Part of this struggle originates from a reliance on ‘max pool’ layers. These have been used alongside convolutional layers. Max pool has a fundamental issue however, which is that by simply taking a maximum value, we are losing a lot of information every time the networks representation of something gets more complex. This results in features of transformed objects that have different orientations, thus different small features, but similar in larger, more conceptual ways to be lost in the lower layers. This paper uses an idea that is illustrated in Hinton’s 2017 paper, dynamic routing, in order to avoid this information loss and thus preserve information until larger conceptual connections can be made. Further, the information loss of max pooling is a detriment obscured images. The features that make up an image can be pooled out to the point where the classifier cannot identify the class of an object.
Instead of a pooling layer then, what is preferable is a kind of routing that includes all of the information understood in the layer below. For this, each convolutional layer is replaced with multiple convolutional layers, the block being labelled a ‘capsule’, and instead of a max pol being executed on scalar values, the vector outputs are routed to the next layer via coupling coefficients, that are optimized during gradient descent. This allows the network to do something that, instead of progressively assigning parts, or features, to wholes and zeroing other possibilities, actually does something closer to inverting the rendering process, where every more information is retained.
Our goal in this paper is to be able to demonstrate a Capsule Network’s powerful ability to classify, with a focus on it’s ability to segment various objects in an image, specifically it’s resilience to transformations that commonly cause convolutional neural networks to falter, and it’s ability to identify images that have high levels of overlap.

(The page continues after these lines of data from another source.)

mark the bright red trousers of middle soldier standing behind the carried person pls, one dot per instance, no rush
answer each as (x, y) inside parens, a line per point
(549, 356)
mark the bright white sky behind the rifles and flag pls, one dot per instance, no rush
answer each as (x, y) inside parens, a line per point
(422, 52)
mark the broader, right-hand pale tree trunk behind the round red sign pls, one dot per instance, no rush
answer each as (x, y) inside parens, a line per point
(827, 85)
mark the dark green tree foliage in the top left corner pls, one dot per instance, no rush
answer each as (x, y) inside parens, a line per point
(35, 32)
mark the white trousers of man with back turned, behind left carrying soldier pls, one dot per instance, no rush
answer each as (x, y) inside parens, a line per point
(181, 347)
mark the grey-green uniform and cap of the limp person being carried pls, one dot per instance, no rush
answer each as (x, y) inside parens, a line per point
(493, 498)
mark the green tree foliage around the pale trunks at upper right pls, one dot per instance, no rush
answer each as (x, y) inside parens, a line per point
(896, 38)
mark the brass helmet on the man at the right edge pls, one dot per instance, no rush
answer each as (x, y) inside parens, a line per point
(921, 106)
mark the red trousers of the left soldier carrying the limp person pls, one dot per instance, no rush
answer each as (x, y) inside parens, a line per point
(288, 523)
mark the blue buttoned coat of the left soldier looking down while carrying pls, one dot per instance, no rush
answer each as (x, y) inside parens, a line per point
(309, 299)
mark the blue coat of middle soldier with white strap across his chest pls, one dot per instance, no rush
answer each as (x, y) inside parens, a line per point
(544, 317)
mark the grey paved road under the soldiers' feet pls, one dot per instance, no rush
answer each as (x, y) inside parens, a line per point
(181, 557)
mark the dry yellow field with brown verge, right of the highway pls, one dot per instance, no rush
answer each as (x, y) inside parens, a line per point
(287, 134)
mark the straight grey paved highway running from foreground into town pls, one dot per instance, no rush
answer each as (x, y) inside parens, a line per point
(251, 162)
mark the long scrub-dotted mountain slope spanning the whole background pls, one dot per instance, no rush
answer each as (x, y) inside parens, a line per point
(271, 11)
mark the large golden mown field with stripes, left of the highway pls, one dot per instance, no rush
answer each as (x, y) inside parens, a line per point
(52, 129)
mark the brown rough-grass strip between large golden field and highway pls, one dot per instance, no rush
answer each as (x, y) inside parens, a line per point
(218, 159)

We focus on Capsule Networks facilities which afford it the ability to confront ambiguity as well as conflicting signals, which emerge from segmenting images that are unique due to their complexity. Our work thus delves into generalizing Hinton’s findings to the field Deep Learning which involves object ambiguity, and the specific challenge of being able to classify symbols within CAPTCHA-style images due to their unique complexity and challenges their variation poses to model generalizability. However, we go beyond this task and attempt to add an additional layer of ambiguity by overlaying CAPTCHA images, causing the CAPTCHA-style symbols to overlap and also includes variable affine transformations. We then proceed to classify as well as semantically segment the objects within these images. Our demonstration of the semantic segmentation will occur by employing Capsule Networks ability to classify each symbol within the image and also reconstruct the objects in the image in their entirety which will allow us to evaluate the semantic segmentation. Finally, we add a constraint in this task; to perform the aforementioned task with a significantly reduced dataset in order to build on the findings of Dileep George’s findings on Recursive Cortical Networks.